In autumn, though, Friday nights often make me aware of the school's proximity. Even with the windows closed I can hear the band playing. Not the whole band, really, just the drums. The heartbeat of the band. If I step outside, I can sometimes hear the football crowd, its roar reduced to a whisper by the time it reaches my ears. Levi and Gimpy, with their far superior hearing, cock their heads in the direction of the distant sounds, then begin to bark at them.
Those sounds excite me in their familiarity. I never cared much about football games, but I liked our high-school boys in their padded uniforms and helmets, and I loved the energy of the crowds that cheered for them.
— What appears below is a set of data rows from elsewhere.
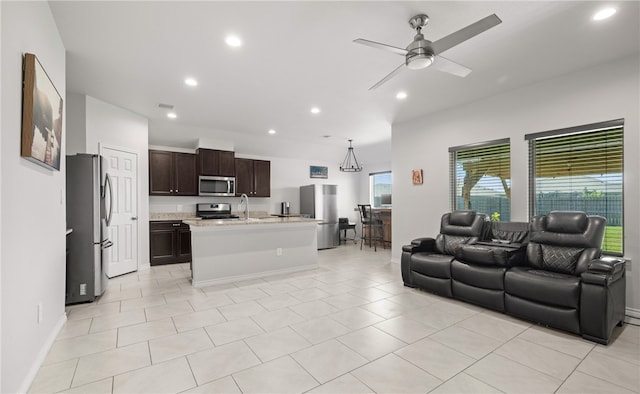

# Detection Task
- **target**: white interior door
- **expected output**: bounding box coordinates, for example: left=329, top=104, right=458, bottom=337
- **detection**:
left=101, top=147, right=138, bottom=278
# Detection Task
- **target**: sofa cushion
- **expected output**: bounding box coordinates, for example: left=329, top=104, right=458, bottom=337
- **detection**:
left=547, top=212, right=589, bottom=234
left=411, top=253, right=453, bottom=279
left=435, top=234, right=471, bottom=256
left=456, top=243, right=524, bottom=267
left=449, top=211, right=476, bottom=226
left=504, top=267, right=580, bottom=309
left=540, top=245, right=584, bottom=275
left=451, top=260, right=507, bottom=290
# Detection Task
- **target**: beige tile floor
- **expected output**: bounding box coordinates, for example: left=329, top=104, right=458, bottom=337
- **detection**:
left=30, top=244, right=640, bottom=393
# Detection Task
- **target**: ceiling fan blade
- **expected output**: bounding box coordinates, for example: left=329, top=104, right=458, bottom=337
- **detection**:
left=431, top=14, right=502, bottom=55
left=431, top=55, right=471, bottom=78
left=369, top=63, right=405, bottom=90
left=353, top=38, right=407, bottom=56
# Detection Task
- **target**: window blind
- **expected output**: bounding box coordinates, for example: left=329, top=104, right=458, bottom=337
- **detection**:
left=525, top=119, right=624, bottom=255
left=449, top=138, right=511, bottom=221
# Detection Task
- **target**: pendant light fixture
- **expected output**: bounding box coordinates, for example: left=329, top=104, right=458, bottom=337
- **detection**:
left=340, top=140, right=362, bottom=172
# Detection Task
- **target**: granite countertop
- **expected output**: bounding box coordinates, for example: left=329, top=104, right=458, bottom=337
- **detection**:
left=149, top=212, right=198, bottom=221
left=183, top=216, right=318, bottom=227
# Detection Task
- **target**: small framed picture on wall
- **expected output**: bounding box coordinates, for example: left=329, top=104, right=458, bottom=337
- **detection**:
left=411, top=169, right=422, bottom=185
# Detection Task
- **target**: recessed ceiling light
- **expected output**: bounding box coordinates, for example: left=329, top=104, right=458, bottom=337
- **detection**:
left=224, top=35, right=242, bottom=48
left=593, top=7, right=616, bottom=21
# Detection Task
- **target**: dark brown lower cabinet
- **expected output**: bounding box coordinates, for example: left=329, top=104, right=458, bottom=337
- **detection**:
left=149, top=220, right=191, bottom=265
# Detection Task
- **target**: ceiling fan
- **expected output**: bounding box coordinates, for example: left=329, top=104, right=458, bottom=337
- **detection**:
left=353, top=14, right=502, bottom=90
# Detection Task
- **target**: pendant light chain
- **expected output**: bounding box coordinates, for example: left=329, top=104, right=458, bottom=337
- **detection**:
left=340, top=140, right=362, bottom=172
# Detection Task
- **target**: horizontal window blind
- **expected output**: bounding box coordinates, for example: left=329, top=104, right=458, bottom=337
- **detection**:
left=449, top=139, right=511, bottom=221
left=525, top=121, right=624, bottom=255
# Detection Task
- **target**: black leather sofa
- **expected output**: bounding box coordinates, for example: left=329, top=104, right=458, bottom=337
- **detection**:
left=401, top=211, right=626, bottom=344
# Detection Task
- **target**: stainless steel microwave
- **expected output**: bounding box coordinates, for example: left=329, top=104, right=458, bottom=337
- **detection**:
left=198, top=175, right=236, bottom=197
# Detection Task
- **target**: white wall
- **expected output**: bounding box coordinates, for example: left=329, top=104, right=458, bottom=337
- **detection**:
left=392, top=56, right=640, bottom=316
left=0, top=1, right=66, bottom=393
left=74, top=95, right=149, bottom=269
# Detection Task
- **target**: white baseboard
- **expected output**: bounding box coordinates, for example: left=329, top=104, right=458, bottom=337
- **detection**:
left=624, top=308, right=640, bottom=326
left=18, top=313, right=67, bottom=393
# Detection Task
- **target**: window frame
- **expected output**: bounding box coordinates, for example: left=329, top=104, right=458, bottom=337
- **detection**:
left=449, top=138, right=511, bottom=219
left=524, top=118, right=625, bottom=257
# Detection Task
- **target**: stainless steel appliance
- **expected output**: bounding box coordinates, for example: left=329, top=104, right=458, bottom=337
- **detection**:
left=65, top=154, right=113, bottom=304
left=196, top=203, right=238, bottom=219
left=198, top=175, right=236, bottom=197
left=300, top=185, right=339, bottom=249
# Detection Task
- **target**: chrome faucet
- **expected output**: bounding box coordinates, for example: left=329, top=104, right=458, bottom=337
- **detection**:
left=240, top=193, right=249, bottom=220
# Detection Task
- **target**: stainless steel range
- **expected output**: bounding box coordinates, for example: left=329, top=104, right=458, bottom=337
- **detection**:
left=196, top=203, right=239, bottom=219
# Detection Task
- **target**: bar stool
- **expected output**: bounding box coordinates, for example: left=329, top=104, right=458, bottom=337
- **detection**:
left=358, top=204, right=386, bottom=252
left=338, top=218, right=358, bottom=244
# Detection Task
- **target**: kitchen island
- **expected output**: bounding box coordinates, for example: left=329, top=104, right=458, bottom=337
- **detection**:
left=183, top=217, right=318, bottom=287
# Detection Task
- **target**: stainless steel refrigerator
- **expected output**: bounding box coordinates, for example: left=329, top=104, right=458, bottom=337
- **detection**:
left=300, top=185, right=339, bottom=249
left=66, top=154, right=113, bottom=304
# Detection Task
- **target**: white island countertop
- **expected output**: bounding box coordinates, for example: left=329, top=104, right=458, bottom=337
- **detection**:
left=182, top=216, right=318, bottom=287
left=182, top=216, right=318, bottom=227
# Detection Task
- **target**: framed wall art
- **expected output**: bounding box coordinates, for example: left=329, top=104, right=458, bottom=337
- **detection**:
left=411, top=169, right=422, bottom=185
left=309, top=166, right=329, bottom=179
left=20, top=53, right=64, bottom=171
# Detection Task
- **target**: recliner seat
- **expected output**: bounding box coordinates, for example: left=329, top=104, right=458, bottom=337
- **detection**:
left=401, top=211, right=626, bottom=344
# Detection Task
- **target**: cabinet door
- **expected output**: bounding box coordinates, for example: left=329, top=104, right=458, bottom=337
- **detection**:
left=253, top=160, right=271, bottom=197
left=149, top=150, right=174, bottom=196
left=176, top=224, right=191, bottom=263
left=173, top=152, right=198, bottom=196
left=198, top=149, right=218, bottom=175
left=217, top=150, right=236, bottom=176
left=235, top=159, right=253, bottom=196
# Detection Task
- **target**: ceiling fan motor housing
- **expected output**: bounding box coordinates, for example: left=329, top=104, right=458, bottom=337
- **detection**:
left=405, top=33, right=435, bottom=70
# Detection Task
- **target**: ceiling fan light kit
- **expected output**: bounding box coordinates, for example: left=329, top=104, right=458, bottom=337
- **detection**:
left=354, top=14, right=502, bottom=90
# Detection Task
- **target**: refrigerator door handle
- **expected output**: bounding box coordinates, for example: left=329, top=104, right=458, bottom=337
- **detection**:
left=105, top=173, right=113, bottom=227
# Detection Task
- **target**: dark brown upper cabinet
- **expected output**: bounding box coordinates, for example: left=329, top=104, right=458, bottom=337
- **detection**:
left=235, top=158, right=271, bottom=197
left=149, top=150, right=198, bottom=196
left=197, top=148, right=236, bottom=176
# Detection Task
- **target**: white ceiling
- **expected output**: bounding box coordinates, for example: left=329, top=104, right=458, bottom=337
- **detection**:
left=50, top=1, right=640, bottom=159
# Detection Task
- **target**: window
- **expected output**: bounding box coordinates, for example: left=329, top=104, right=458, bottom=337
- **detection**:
left=449, top=138, right=511, bottom=221
left=525, top=119, right=624, bottom=256
left=369, top=171, right=393, bottom=208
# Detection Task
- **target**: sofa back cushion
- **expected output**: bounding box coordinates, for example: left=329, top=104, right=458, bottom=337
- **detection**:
left=435, top=211, right=487, bottom=256
left=527, top=212, right=606, bottom=275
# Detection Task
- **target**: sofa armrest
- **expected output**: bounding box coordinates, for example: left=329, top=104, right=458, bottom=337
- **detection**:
left=581, top=257, right=626, bottom=286
left=402, top=238, right=436, bottom=253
Sitting high up in the bleachers with my friends, the cool fall air kissing our cheeks with promises of relief from East Texas's scorching late summer days, I felt like I belonged there. Almost.
When the sounds of 2012's home games waft through the Friday-night air, vivid memories come flooding back. I still remember the words to some of the cheers we chanted. I remember how much I loved the trumpet solo when the band played "Cherry Pink and Apple Blossom White." Good memories, all of those, with good feelings accompanying them.
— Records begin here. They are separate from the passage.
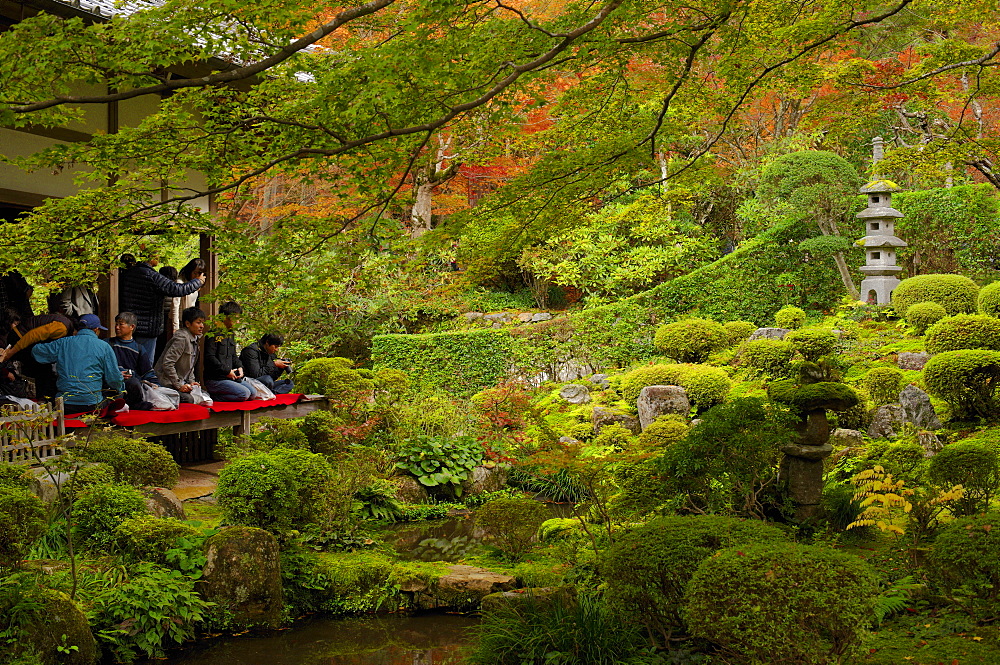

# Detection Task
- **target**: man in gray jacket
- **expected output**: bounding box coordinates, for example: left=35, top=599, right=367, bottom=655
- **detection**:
left=153, top=307, right=205, bottom=403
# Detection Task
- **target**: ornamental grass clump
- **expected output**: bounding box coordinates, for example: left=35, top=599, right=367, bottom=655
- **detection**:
left=601, top=515, right=789, bottom=644
left=924, top=350, right=1000, bottom=419
left=926, top=314, right=1000, bottom=353
left=892, top=274, right=979, bottom=316
left=653, top=319, right=729, bottom=363
left=682, top=543, right=879, bottom=663
left=906, top=302, right=948, bottom=335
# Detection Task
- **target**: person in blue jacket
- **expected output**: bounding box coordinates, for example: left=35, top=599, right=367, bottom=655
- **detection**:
left=31, top=314, right=125, bottom=413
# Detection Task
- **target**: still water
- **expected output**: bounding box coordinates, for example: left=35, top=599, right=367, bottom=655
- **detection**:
left=147, top=614, right=478, bottom=665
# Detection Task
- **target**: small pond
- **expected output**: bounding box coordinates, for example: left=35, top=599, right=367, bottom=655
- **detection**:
left=146, top=613, right=478, bottom=665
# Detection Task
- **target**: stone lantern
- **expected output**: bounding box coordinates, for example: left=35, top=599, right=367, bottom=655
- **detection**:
left=858, top=136, right=906, bottom=305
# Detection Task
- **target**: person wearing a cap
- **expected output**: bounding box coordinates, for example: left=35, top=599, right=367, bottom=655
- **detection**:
left=31, top=314, right=125, bottom=413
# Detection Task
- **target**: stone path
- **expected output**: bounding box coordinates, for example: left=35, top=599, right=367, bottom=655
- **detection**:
left=173, top=462, right=226, bottom=501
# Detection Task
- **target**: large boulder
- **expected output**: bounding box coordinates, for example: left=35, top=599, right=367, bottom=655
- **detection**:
left=896, top=351, right=931, bottom=369
left=899, top=384, right=942, bottom=429
left=636, top=386, right=691, bottom=429
left=399, top=564, right=516, bottom=610
left=590, top=406, right=642, bottom=436
left=868, top=404, right=906, bottom=439
left=6, top=589, right=97, bottom=665
left=198, top=526, right=284, bottom=629
left=559, top=383, right=590, bottom=404
left=142, top=487, right=187, bottom=520
left=747, top=328, right=791, bottom=342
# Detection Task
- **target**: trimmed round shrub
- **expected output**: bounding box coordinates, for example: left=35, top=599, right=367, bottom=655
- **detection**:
left=785, top=328, right=837, bottom=362
left=979, top=282, right=1000, bottom=316
left=892, top=274, right=979, bottom=316
left=906, top=302, right=948, bottom=335
left=739, top=339, right=795, bottom=377
left=215, top=453, right=299, bottom=531
left=926, top=314, right=1000, bottom=353
left=858, top=367, right=905, bottom=407
left=639, top=414, right=689, bottom=448
left=0, top=487, right=48, bottom=568
left=683, top=543, right=879, bottom=663
left=653, top=319, right=729, bottom=363
left=927, top=441, right=1000, bottom=515
left=111, top=515, right=198, bottom=564
left=924, top=350, right=1000, bottom=419
left=927, top=512, right=1000, bottom=600
left=73, top=485, right=146, bottom=549
left=71, top=430, right=180, bottom=487
left=476, top=496, right=548, bottom=557
left=295, top=358, right=375, bottom=404
left=601, top=515, right=788, bottom=639
left=621, top=364, right=732, bottom=411
left=774, top=305, right=806, bottom=330
left=722, top=321, right=757, bottom=346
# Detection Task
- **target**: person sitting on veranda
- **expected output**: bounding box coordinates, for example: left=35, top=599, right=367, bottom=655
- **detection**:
left=108, top=312, right=160, bottom=411
left=205, top=302, right=254, bottom=402
left=153, top=307, right=205, bottom=404
left=31, top=314, right=125, bottom=413
left=240, top=333, right=295, bottom=395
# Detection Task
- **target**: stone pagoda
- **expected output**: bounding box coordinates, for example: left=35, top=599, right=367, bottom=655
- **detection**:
left=858, top=136, right=906, bottom=305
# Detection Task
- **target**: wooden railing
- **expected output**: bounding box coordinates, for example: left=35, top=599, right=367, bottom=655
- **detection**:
left=0, top=397, right=70, bottom=465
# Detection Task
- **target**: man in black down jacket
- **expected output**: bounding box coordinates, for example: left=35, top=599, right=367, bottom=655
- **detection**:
left=118, top=254, right=205, bottom=358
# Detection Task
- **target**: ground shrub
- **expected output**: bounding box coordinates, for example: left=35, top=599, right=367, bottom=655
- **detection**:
left=639, top=414, right=689, bottom=448
left=926, top=314, right=1000, bottom=353
left=476, top=496, right=548, bottom=557
left=774, top=305, right=806, bottom=330
left=906, top=302, right=948, bottom=335
left=110, top=515, right=198, bottom=564
left=979, top=282, right=1000, bottom=316
left=602, top=515, right=788, bottom=643
left=858, top=367, right=905, bottom=407
left=722, top=321, right=757, bottom=346
left=927, top=512, right=1000, bottom=600
left=295, top=358, right=375, bottom=404
left=215, top=453, right=299, bottom=532
left=0, top=486, right=48, bottom=569
left=924, top=350, right=1000, bottom=419
left=653, top=319, right=729, bottom=363
left=73, top=485, right=146, bottom=549
left=785, top=328, right=837, bottom=362
left=468, top=594, right=644, bottom=665
left=683, top=543, right=878, bottom=663
left=927, top=441, right=1000, bottom=515
left=892, top=274, right=979, bottom=316
left=739, top=339, right=795, bottom=377
left=71, top=430, right=180, bottom=487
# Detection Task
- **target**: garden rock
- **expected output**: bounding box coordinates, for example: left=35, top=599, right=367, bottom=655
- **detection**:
left=636, top=386, right=691, bottom=429
left=559, top=383, right=590, bottom=404
left=830, top=427, right=865, bottom=448
left=142, top=487, right=187, bottom=520
left=587, top=374, right=611, bottom=390
left=899, top=384, right=942, bottom=429
left=399, top=565, right=515, bottom=610
left=747, top=328, right=790, bottom=342
left=590, top=406, right=642, bottom=436
left=198, top=526, right=284, bottom=629
left=392, top=476, right=428, bottom=503
left=12, top=589, right=97, bottom=665
left=462, top=465, right=507, bottom=494
left=896, top=351, right=931, bottom=369
left=868, top=404, right=906, bottom=439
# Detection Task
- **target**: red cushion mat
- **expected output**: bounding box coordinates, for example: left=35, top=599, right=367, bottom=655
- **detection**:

Then another memory surfaces and I think about the fact that once in a while, even as I clapped my hands and stomped my feet in rhythm with the rest of the fans in that stadium, I wondered how it was possible to feel so alone in the middle of all those people. Funny. Even that darker memory feels no worse than bittersweet after such a long time.
It's odd how a cluster of barely audible sounds have the power to transport a person from a current Friday night to other ones more than fifty years earlier. I smile when I think about the kids in that nearby stadium tonight. They have no idea how long these fall football games will stick with them.